Enter Alphabet (parent of Google) and Microsoft, which reported earnings the next day. Both companies said that growth in cloud computing was being boosted by AI demand. And both companies are benefiting from adoption of their own in-house AI tools (Gemini for Alphabet and OpenAI/ChatGBT for Microsoft).
So if we rewind to Meta’s results, a stock picker probably gets nervous that Zuckerberg is taking too big of a risk and/or maybe losing cost control discipline. That’s bad for Meta specifically. But Meta investing that aggressively on AI capabilities probably means other companies will as well. From a macro perspective, a boom in investment spending is great news. Not only does it benefit the companies that sell AI-related software and other infrastructure, investment spending tends to boost productivity over the long-run.

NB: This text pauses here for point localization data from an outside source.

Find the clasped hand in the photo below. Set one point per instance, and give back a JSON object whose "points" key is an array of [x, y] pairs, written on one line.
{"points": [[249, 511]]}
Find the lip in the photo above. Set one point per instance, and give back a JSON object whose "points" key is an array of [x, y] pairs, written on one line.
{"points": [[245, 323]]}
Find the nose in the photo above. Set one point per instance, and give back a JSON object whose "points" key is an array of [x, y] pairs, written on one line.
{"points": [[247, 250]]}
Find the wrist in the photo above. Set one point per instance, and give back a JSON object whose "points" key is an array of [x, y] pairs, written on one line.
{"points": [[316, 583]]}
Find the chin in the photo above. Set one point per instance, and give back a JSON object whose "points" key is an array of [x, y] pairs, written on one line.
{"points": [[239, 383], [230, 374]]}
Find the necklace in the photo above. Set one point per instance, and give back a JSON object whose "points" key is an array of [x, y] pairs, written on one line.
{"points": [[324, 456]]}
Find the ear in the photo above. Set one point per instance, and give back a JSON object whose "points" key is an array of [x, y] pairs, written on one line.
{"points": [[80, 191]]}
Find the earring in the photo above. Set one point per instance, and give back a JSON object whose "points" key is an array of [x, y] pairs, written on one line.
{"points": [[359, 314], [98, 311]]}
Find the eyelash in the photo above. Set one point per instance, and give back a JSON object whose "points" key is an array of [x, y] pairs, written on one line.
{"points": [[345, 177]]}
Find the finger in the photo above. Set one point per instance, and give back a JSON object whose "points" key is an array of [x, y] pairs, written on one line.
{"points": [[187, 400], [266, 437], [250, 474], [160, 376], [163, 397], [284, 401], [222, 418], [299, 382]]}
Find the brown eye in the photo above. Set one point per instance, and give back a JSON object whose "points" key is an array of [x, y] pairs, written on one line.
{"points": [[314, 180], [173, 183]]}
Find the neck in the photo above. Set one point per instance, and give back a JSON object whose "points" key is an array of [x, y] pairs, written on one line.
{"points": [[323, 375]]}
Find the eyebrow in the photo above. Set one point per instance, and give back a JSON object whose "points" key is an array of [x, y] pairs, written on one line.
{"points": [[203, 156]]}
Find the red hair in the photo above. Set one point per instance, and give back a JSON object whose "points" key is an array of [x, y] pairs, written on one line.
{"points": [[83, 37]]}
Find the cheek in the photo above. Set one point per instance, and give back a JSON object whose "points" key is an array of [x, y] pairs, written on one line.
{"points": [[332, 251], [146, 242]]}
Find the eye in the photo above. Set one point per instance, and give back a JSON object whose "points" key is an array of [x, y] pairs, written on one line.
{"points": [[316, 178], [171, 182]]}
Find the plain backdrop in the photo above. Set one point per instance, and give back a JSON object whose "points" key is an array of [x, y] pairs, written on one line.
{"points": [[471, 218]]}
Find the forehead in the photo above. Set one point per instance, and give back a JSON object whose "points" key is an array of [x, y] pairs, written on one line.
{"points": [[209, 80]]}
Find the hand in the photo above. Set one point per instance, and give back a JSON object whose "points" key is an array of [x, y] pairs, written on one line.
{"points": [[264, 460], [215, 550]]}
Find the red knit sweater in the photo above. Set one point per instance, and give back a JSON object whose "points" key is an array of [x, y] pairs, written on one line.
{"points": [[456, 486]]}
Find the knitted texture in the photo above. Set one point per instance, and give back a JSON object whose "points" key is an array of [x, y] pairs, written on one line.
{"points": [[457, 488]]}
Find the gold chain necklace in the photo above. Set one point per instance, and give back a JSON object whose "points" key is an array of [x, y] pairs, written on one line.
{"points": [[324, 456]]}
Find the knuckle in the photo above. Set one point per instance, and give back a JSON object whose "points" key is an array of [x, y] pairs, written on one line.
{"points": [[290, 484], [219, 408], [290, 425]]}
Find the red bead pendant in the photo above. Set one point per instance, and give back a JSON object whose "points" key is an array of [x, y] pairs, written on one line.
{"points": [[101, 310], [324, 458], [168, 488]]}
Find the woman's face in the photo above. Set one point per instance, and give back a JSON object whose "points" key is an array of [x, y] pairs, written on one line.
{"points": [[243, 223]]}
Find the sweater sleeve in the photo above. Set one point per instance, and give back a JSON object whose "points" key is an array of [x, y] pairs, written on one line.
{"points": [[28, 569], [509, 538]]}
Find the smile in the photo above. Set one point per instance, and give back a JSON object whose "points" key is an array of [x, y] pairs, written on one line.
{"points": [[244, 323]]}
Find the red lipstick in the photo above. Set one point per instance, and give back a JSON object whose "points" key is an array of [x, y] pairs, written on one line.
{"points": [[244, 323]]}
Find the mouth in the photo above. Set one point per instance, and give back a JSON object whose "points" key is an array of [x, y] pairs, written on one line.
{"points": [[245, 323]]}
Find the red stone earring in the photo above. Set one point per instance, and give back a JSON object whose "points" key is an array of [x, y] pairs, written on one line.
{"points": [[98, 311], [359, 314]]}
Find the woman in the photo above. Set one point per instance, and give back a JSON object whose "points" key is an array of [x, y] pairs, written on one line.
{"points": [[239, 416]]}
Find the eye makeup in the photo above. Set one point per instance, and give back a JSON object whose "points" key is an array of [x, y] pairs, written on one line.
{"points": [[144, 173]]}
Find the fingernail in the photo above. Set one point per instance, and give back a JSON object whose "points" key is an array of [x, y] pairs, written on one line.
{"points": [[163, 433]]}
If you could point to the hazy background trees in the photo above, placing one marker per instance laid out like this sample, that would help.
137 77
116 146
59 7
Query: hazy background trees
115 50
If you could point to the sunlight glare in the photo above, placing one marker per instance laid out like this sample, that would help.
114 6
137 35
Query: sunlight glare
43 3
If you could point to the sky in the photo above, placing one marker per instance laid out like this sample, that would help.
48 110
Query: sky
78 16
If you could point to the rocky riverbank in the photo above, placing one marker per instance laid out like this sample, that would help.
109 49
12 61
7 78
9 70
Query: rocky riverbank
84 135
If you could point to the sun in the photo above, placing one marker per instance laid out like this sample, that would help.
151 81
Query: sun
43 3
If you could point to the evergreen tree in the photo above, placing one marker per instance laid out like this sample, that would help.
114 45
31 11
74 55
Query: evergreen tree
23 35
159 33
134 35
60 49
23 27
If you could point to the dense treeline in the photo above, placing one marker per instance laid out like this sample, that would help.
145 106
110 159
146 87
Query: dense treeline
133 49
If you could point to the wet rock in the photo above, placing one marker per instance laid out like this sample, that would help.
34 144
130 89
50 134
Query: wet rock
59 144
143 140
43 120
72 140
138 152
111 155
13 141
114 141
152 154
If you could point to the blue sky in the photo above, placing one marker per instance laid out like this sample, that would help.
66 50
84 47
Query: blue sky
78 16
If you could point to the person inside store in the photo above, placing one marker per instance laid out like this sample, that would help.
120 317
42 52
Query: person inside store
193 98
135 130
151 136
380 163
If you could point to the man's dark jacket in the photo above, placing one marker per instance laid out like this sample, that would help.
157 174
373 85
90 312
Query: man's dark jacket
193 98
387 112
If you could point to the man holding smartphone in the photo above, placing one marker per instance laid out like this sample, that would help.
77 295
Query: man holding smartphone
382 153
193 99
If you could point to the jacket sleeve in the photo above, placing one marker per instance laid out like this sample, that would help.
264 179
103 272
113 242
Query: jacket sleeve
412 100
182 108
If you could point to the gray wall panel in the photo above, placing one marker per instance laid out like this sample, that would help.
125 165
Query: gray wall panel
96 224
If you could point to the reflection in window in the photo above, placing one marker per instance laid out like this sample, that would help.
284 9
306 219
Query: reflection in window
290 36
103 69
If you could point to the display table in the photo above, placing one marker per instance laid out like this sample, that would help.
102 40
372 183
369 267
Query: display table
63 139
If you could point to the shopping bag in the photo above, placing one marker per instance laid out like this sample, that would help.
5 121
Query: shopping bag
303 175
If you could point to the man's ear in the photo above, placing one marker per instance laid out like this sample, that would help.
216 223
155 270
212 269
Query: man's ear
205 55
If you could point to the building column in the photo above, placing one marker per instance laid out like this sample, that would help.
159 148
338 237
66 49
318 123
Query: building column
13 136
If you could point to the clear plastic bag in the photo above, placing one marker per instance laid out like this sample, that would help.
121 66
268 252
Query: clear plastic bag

Bringing it back to how Facet invests, we recently added a mega-cap growth fund (Vanguard Mega Cap Growth, ticker MGK) partly because we felt the companies within it were in a good position to benefit from this investment boom. Even though that fund underperformed on Thursday, we felt like the details of Meta’s report was positive for that fund’s longer-term prospects. Now we don’t usually get the one-day turnaround that we got this week, but this episode does illustrate how to put individual company reports into a more macro context, and then apply that to investment decisions.